Demolition of the dilapidated former Beech-Nut factory in Canajoharie could resume this summer with support from a $500,000 state grant announced this week, Montgomery County Executive Matthew Ossenfort said Friday.
The grant under the Restore NY Community Initiative will cover part of the cost of demolishing up to five remaining buildings on the property's eastern end, he said. That bill could run up to $2 million, and would not include the main plant.
Visible from the state Thruway, the 27-acre plant dates back to 1905 and dominates the historic village's small downtown. The plant closed six years ago when Beech-Nut moved to a site near Amsterdam. It was sold in 2013 to Ohio developer Todd Clifford, who promised to redevelop it but instead stripped the sprawling complex of its valuable scrap metal.
"I expect that the county will be foreclosing on this property. It is just a matter of when," Ossenfort said. The ownership of the property is still in dispute, with Clifford claiming he sold it in 2014 in a move described by local officials as a sham sale. In December, a Brooklyn-based developer claimed to control the property, but offered no proof.
This spring, the EPA reported that Clifford's crews left behind debris tainted with asbestos, a known human carcinogen. Removal is expensive, and local officials are estimating it could cost up to $10 million to finish demolishing and cleaning the property for potential development. That is much more than the county or the village can afford on their own.

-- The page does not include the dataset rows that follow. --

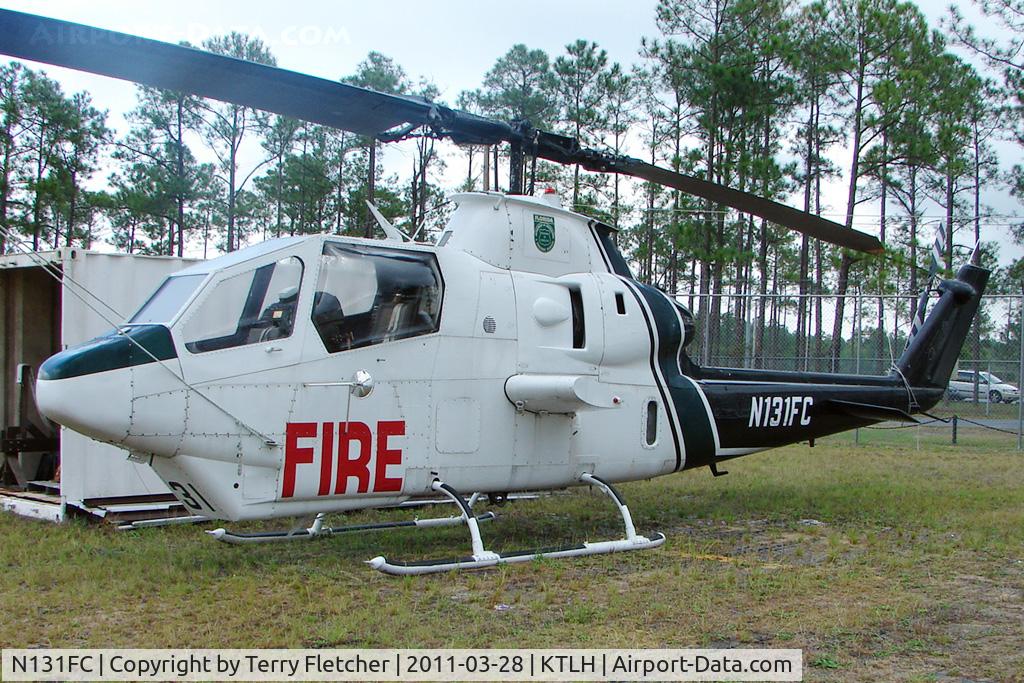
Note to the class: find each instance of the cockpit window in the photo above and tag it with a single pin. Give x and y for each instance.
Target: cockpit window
(369, 295)
(167, 301)
(253, 306)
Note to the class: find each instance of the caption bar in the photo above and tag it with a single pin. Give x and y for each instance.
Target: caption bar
(402, 665)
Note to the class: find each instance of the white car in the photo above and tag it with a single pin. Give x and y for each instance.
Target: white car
(990, 387)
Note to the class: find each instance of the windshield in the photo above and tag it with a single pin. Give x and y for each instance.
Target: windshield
(167, 301)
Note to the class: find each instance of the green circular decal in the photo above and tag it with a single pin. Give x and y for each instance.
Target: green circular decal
(544, 232)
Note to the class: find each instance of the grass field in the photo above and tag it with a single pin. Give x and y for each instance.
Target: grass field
(901, 558)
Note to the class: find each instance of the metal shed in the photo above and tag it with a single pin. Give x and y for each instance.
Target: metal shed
(50, 473)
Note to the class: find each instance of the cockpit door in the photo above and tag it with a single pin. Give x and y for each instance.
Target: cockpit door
(250, 319)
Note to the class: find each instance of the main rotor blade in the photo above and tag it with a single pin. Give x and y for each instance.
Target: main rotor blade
(566, 151)
(802, 221)
(186, 70)
(357, 110)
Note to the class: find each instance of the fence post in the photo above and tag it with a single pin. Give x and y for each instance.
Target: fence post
(1020, 383)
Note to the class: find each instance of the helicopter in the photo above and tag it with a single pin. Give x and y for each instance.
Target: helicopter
(313, 375)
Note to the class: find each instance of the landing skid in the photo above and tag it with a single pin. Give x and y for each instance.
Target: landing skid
(317, 529)
(482, 558)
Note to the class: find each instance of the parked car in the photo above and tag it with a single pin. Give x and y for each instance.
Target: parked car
(990, 387)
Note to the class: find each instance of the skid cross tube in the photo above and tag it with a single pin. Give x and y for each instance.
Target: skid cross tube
(317, 529)
(482, 558)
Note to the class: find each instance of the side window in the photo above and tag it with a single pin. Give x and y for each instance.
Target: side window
(253, 306)
(370, 295)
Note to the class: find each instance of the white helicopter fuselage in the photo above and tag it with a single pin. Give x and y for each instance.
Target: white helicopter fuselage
(526, 363)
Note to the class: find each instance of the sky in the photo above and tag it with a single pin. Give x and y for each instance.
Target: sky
(452, 43)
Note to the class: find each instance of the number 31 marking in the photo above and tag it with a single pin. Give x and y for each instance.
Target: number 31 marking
(188, 498)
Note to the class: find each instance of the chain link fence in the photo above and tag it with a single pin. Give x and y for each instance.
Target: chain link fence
(803, 333)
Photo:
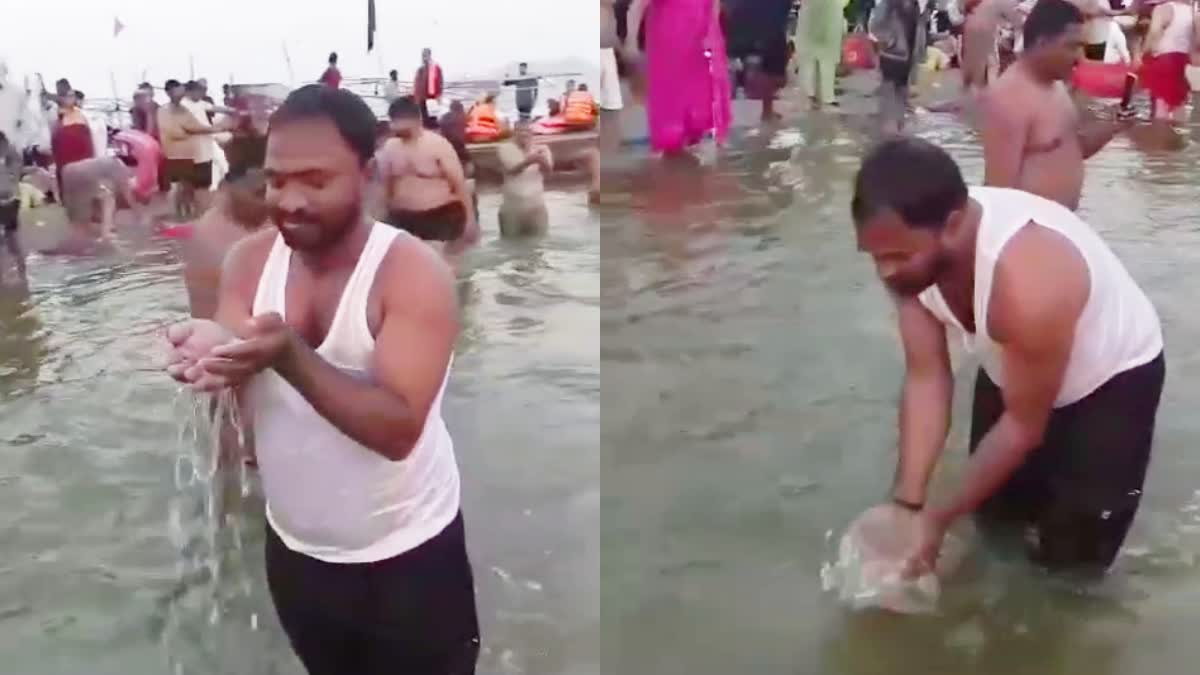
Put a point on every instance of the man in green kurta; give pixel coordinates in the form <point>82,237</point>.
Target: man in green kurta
<point>819,34</point>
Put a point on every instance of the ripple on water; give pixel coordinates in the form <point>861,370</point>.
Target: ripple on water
<point>106,567</point>
<point>751,369</point>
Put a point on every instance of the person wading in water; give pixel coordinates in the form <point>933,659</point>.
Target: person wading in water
<point>1032,137</point>
<point>345,341</point>
<point>424,183</point>
<point>1065,404</point>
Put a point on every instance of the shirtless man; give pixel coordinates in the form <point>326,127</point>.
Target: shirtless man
<point>1072,352</point>
<point>1032,137</point>
<point>93,190</point>
<point>424,183</point>
<point>238,211</point>
<point>523,204</point>
<point>347,330</point>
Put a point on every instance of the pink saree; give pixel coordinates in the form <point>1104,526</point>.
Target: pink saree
<point>688,75</point>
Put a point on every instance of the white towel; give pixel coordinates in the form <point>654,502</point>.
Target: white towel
<point>610,81</point>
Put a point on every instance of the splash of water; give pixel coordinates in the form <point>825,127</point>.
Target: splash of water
<point>205,523</point>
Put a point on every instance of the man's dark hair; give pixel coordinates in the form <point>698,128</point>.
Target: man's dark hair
<point>353,118</point>
<point>911,177</point>
<point>403,108</point>
<point>1049,19</point>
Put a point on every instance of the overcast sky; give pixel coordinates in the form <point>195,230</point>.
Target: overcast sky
<point>245,39</point>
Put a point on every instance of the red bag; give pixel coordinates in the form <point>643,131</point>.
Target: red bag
<point>857,52</point>
<point>1099,79</point>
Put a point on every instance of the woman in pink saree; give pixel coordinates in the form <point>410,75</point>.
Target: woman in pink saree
<point>687,71</point>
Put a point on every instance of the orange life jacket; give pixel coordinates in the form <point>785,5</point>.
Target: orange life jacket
<point>483,123</point>
<point>580,108</point>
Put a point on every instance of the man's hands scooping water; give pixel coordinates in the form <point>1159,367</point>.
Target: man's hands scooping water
<point>208,357</point>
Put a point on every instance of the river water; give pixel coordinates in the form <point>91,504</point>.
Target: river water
<point>93,578</point>
<point>750,377</point>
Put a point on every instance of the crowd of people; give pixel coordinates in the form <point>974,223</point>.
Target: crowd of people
<point>688,58</point>
<point>1071,347</point>
<point>203,157</point>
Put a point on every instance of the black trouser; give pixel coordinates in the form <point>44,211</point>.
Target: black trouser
<point>1081,488</point>
<point>413,614</point>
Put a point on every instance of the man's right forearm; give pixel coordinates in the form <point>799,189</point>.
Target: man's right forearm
<point>924,423</point>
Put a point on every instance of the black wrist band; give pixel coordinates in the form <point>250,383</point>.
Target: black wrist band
<point>907,505</point>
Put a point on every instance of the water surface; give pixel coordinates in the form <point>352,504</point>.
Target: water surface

"This state grant is very encouraging. It shows the state does have an interest in us," said Canajoharie Mayor Francis Avery, who has worked for years to deal with the massive eyesore in the midst of his downtown. Roof drains are leaking, letting water into the building, which is being infested with mold.
The mayor said another would-be owner has stepped forward recently, but again, offered no proof of actually owning it. "It is a shell game. As far as we are concerned, Mr. Clifford is the owner," said Avery.
Last summer, Howard Zemsky, president and CEO of Empire State Development and commissioner of the state Department of Economic Development, toured the plant. Afterward, he said the entire site will likely have to be demolished.
When asked at the time whether the state could seek to recover any funds it might expend on addressing Beech-Nut, Zemsky said the state was examining "potential environmental liability and chain of title." The Empire State Development press office could not immediately update Zemsky's statement on Friday.